Les directions financières qui n’ont pas encore engagé le chantier doivent prioriser trois points :

  • L’identification d’une PDP agréée compatible avec leur logiciel de gestion, sachant que les délais de raccordement technique atteignent plusieurs semaines
  • La mise à jour des fichiers clients et fournisseurs (SIREN, adresses de routage) pour garantir la bonne réception des flux
  • La formation des équipes comptables aux nouveaux formats (Factur-X, UBL) et aux obligations de e-reporting associées

Réunion d'équipe dans un espace de coworking à Lyon avec des professionnels discutant de stratégie commerciale

Surtaxe sur les bénéfices des grandes entreprises : un dispositif qui se prolonge

La contribution exceptionnelle sur les bénéfices des grandes entreprises, initialement présentée comme temporaire, se confirme dans le paysage fiscal français. Le projet de loi de finances pour 2027 prévoit le retour de cette contribution, ce qui installe une pression fiscale durable sur les groupes dont le chiffre d’affaires dépasse un certain seuil.

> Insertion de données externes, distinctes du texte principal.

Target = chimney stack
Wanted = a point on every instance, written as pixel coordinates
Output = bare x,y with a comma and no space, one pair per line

Pour les ETI proches de ce seuil, la question n’est plus seulement comptable. Elle devient stratégique : certaines opérations de croissance externe ou de restructuration intragroupe modifient le périmètre de consolidation et peuvent faire basculer une entreprise dans le champ d’application de la surtaxe.

Les directions fiscales doivent intégrer cette contribution dans leurs simulations pluriannuelles, et pas seulement dans le budget de l’exercice en cours. Le signal envoyé par le législateur est celui d’une normalisation progressive de la surtaxe, loin du caractère exceptionnel initialement affiché.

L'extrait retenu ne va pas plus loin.